Multi-link suspensions have largely replaced conventional wishbone suspensions, increasing driving dynamics and comfort. The modern design, explains TRW, features one or both wishbones broken down into multiple components, so that significantly more moving parts are installed.
The distance between wheel centre and steering axle – the so-called disturbing force lever arm – is relatively short. This allows disturbing forces (propulsive, braking and lateral guiding forces) to be kept away from the steering as much as possible. However, the joints move closer to the brake, which automatically exposes them to higher temperatures, resulting in significantly higher demands on the installed rubber sleeves and plastic bearing shells, as well as for the grease used.
More moving parts also means more joints connecting the parts, this results in a higher sum of ‘moments’, which are divided into breakaway torque and running torque. Breakaway torque results from the force required for setting the ball pin into motion from its resting position. The running moment results from the force required for rotating the ball pin or moving it back and forth in the joint.
Development engineers try to keep these moments as small as possible as this ensures, for example, that after cornering the front axle returns to the centre position independently and smoothly and that the suspension responds more sensitively. Today, so-called low-friction ball joints are used that have a substantially lower friction moment than previous types.

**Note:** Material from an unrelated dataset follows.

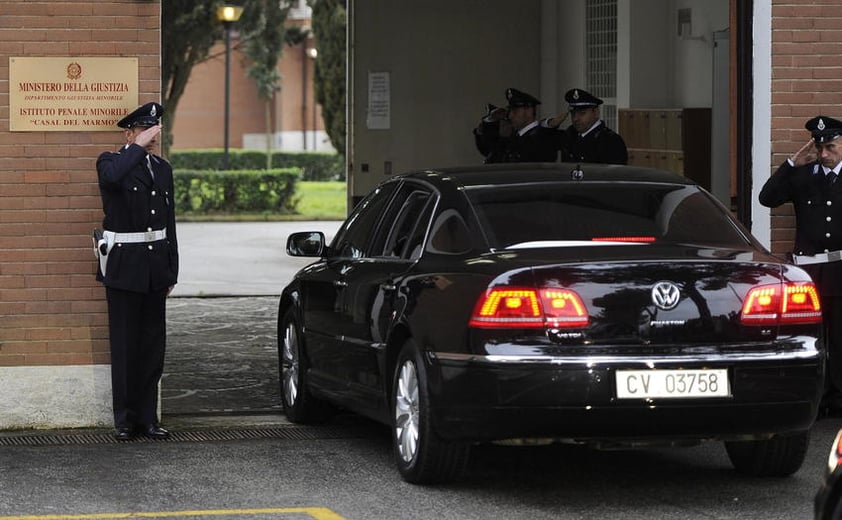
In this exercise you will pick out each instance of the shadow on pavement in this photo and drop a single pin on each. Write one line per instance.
(221, 357)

While a smoothly moving ball pin used to indicate increased wear of the ball joint, this is no longer the case. Modern ball joints have distinctly lower breakaway torques and running torques.
DEVELOPMENT AND DESIGN OF A MULTI-LINK SUSPENSION
The product specifications defined for a multi-link suspension are determined during extensive test procedures on a test bench as well as in the vehicle. The associated moments (running torque and breakaway torque) as well as the damping properties of a joint always have to be considered within the overall system.
The influencing factors for steering systems, suspension, springs, brakes and tyres are extremely important for the functioning of the overall vehicle and for vehicle safety. Altering individual components and specifications is only permitted with consideration of the overall concept and always requires approval from the vehicle manufacturer.
Mechanics should observe several points when replacing individual components.
When replacing a ball joint, the eye and the rubber contact surface in which the joint is installed have to be cleaned and any rust removed. The contact surface must be free from rust or the rubber sleeve will rub against the rough surface and leak. Dirt and moisture can enter the joint, which leads to premature joint failure.
During installation, it has to be ensured that the corrosion protection layer of the circlips is not damaged, as rust causes them to lose their spring force, allowing moisture ingress into the joint, significantly affecting service life.
Never tighten the ball joint with an impact wrench. There is a risk the ball pin could start to rotate so fast that the plastic bearing shell becomes deformed by the frictional heat, leading to play in the system. Furthermore, the tightening torque can be exceeded, causing the ball pin to move too high into the eye of the stub axle. This means the rubber sleeve can no longer fulfil its sealing function, allowing dirt and moisture to enter into the ball joint.
The rubber bearing on a control arm may only be tightened when compressed and without load to avoid twisting and therefore applying pre-tension to the bearing.
The installation errors described here can lead to premature wear or even failure of the replaced part. Garages should always carry out a wheel alignment after replacing suspension parts, even if only axle components were released. If these simple rules are followed, all suspension repair work can be carried out successfully.